The method `create_entry` scans the data directory and creates the `.index` files and the `.json` file, then update the catalog `yaml` file.

In [5]:
mygrib = Gribber(model='IFS',exp='tco1279-orca025',source='ICMGG_atm2d', dirdict = default_dir, loglevel = 'INFO')

2023-05-26 11:18:53 :: gribber :: INFO     -> Data directory: /work/bb1153/b382289/grib-example/tco1279-orca025
2023-05-26 11:18:53 :: gribber :: INFO     -> JSON directory: /work/bb1153/b382076/gribscan-json/tco1279-orca025
2023-05-26 11:18:53 :: gribber :: INFO     -> Catalog directory: /home/b/b382076/AQUA/config
2023-05-26 11:18:53 :: gribber :: INFO     -> Gribfile wildcard: ICMGG????+*
2023-05-26 11:18:53 :: gribber :: INFO     -> Checking if indices already exist...
2023-05-26 11:18:53 :: gribber :: INFO     -> Checking if JSON file already exists...
2023-05-26 11:18:53 :: gribber :: INFO     -> Checking if catalog file already exists...


Then we can create the catalog entries, scanning with `gribscan` the entire GRIB archive by calling the `create_entry()` method

In [6]:
mygrib.create_entry()

2023-05-26 11:18:58 :: gribber :: INFO     -> Creating symlinks...
2023-05-26 11:18:58 :: gribber :: INFO     -> Searching in /work/bb1153/b382289/grib-example/tco1279-orca025...
2023-05-26 11:18:58 :: gribber :: INFO     -> /work/bb1153/b382289/grib-example/tco1279-orca025/ICMGG????+*
2023-05-26 11:18:58 :: gribber :: INFO     -> Creating GRIB indices...
2023-05-26 11:19:15 :: gribber :: INFO     -> CompletedProcess(args=['gribscan-index', '-n', '1', '/scratch/b/b382076/gribscan/tco1279-orca025/ICMGGhvi1+000060', '/scratch/b/b382076/gribscan/tco1279-orca025/ICMGGhvi1+000078', '/scratch/b/b382076/gribscan/tco1279-orca025/ICMGGhvi1+000090', '/scratch/b/b382076/gribscan/tco1279-orca025/ICMGGhvi1+000012', '/scratch/b/b382076/gribscan/tco1279-orca025/ICMGGhvi1+000036', '/scratch/b/b382076/gribscan/tco1279-orca025/ICMGGhvi1+000006', '/scratch/b/b382076/gribscan/tco1279-orca025/ICMGGhvi1+000072', '/scratch/b/b382076/gribscan/tco1279-orca025/ICMGGhvi1+000096', '/scratch/b/b382076/gribscan/tco

Since for the example we used a subset of the original grib files, we need to specify the `replace` option to `False`, in order to not overwrite the already existing entry in the catalogue.
However, since the folder in which `.index` and `.json` files are stored is different from the one in which the original grib files are stored, the first time that the `Gribber` class is called, they have been created.

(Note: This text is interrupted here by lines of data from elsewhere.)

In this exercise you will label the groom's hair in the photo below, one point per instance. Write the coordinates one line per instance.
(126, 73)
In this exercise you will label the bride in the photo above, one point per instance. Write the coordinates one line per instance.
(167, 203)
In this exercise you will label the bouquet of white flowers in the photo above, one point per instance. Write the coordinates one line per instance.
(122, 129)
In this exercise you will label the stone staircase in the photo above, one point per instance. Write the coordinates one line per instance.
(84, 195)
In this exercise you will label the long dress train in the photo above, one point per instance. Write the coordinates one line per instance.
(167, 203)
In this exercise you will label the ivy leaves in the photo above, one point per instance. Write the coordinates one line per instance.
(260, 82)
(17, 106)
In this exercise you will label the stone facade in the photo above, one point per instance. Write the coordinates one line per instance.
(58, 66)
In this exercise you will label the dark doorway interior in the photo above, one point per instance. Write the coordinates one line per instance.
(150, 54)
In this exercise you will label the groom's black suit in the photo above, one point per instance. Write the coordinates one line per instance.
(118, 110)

In addition, the `Gribber` class can be used via a command line tool in `cli/gribber/cli_gribber.py`. This in an executable python script, which can be configured via a configuration yaml file (`--config configfile.yaml`), which must include the dictionary for the directories as well as the experiment details. A template for this configuration file can be found in `AQUA/cli/gribber/gribber_setup.tmpl`.